“What our work shows is how a complex at the center of the cell, the ER-Golgi interaction region, controls plasma membrane cholesterol, which is essential for many cellular functions, even essential for life. multicellular,” explains Professor Gisou van der Goot. at the EPFL School of Life Sciences. His group, in collaboration with Giovanni D’Angelo’s group at EPFL, published a study revealing how pathogens exploit a key cellular process to poison cells.
Since pathogens have evolved to hijack many cellular processes from their hosts, studying host-pathogen interactions helps us better understand fundamental biological processes. Here, scientists discovered that the interaction between two key organelles in the cell, the endoplasmic reticulum and the Golgi apparatus, is essential in controlling which lipids are found at the cell membrane. Both organelles play an essential role in the synthesis of new proteins and their transport into the cell.
Researchers set out to determine which proteins are important for the anthrax bacteria’s toxin Bacillus anthracis enter the cell. To do this, they screened a bank of 1,500 genes normally involved in the organization of the cell’s organelles as well as its membrane.
Anthrax infection and ER-Golgi contact sites
Anthrax toxin is composed of three subunits, a protective antigen which allows it to bind to receptors on the target cell, and two enzyme subunits, lethal factor and edema factor, which cause actually damage the cell.
When secreted, the protective antigen binds to two receptors on the cell membrane. It is then cut by furin, an enzyme, and finally associates with other protective antigens to form a pore. This pore allows lethal and edematous factors to enter the cell, where they wreak havoc. Although this process is fairly well mapped, it is unclear which molecules within the cell facilitate all of its steps.

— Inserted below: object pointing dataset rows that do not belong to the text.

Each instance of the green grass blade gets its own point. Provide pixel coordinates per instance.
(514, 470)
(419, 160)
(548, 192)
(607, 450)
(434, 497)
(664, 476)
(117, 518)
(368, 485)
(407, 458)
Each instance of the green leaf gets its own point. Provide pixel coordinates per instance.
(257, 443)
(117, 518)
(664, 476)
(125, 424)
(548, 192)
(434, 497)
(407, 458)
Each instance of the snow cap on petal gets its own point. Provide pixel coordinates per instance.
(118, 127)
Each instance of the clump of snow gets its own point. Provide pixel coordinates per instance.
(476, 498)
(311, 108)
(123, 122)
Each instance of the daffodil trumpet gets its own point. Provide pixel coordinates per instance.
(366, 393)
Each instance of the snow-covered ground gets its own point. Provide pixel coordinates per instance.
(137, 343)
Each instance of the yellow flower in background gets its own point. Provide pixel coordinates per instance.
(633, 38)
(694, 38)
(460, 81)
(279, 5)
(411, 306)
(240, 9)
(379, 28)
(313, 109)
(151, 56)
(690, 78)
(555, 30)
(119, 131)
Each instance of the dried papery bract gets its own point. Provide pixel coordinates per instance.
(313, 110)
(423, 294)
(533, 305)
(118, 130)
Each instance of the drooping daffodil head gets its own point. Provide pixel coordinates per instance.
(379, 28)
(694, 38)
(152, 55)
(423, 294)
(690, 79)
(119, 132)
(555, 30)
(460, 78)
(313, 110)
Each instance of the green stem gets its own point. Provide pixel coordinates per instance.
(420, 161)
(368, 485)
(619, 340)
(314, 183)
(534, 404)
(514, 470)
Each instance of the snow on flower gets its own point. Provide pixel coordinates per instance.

From anthrax to biological discovery
The data from the genes screened landed on two genes and their proteins, called TMED2 and TMED10, both located at the ER-Golgi contact sites, a highly unexpected location when studying a toxin from outside of the cell.
When scientists down-regulated the genes for TMED2 and TMED10, the anthrax toxin lost its ability to form pores. Furthermore, extensive analysis revealed something new in terms of basic cell biology: that both proteins organize large protein supercomplexes at ER-Golgi membrane contact sites, which are responsible for the transfer of cholesterol between the two organelles. If this transfer does not occur, the cholesterol never reaches the cell membrane and is instead stored in fat droplets.
“Overall, this study of anthrax intoxication led to the discovery that remodeling of lipid composition at ER-Golgi interfaces fully controls the formation of functional membrane nanodomains at the cell surface,” conclude the authors. study authors.